The only thing I found on internet is a physics stackexchange question https://physics.stackexchange.com/questions/130379/conservation-in-space-time-curvature where the question is waved away with the observation that the universe at large is not curved, so what curvature? But IMO that might be in fact an indication that every negative curvature induces an equal opposite positive curvature somehow.

 

[PeterDonis]

has any research been done on whether spacetime curvature (integrated over all of it) could be conserved?

"Spacetime curvature" is not even a number; it's a tensor. In GR it is not a conserved quantity.

the question is waved away with the observation that the universe at large is not curved

This answer confuses spacetime curvature with spatial curvature in our best current model of our universe. They're not the same.

 

[Structure seeker]

I'm not a physicist but more a hobbyist in the area of mathematical physics, so whether it matches GR or not is outside my area of expertise.

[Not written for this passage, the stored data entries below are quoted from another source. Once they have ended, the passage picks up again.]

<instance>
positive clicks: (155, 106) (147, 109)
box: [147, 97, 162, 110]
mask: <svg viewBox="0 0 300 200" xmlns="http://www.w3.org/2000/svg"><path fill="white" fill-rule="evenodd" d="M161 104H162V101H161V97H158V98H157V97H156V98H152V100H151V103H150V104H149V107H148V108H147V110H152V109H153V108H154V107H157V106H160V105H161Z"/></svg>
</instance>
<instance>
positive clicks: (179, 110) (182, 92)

Regardless, taking the analysis I made seriously could lead to interesting viewpoints or directions to new theories. It's clear this analysis got no critique, so the observations I made are somewhat peer-reviewed now. But no wild speculation here please.

 

[Ibix]

It's clear this analysis got no critique

...apart from Peter pointing out that curvature is a tensor, not a number, which renders questions about a "total curvature" meaningless, even before you get to questions about conservation.

 

[Structure seeker]

Let me just cite V. Retsnoi which can be found as K20-re.pdf in this link: http://www.mathem.pub.ro/proc/bsgp-20/

 

[PeterDonis]

Let me just cite V. Retsnoi which can be found as K20-re.pdf in this link: http://www.mathem.pub.ro/proc/bsgp-20/

This is about integration of tensor fields. It has nothing whatever to do with the speculative claims you make in your OP.

 

[PeterDonis]

It's clear this analysis got no critique, so the observations I made are somewhat peer-reviewed now.

If by this you mean that you think the fact that nobody has given you a detailed refutation implies that we think there is some value in your speculations, you are wrong.

taking the analysis I made seriously could lead to interesting viewpoints or directions to new theories.

That is not what PF is for. PF is not for discussion of personal research or personal speculations. It is to help people understand physics that is already mainstream. If you think there is something useful in the speculations you are making, get a peer-reviewed paper published.

Thread closed.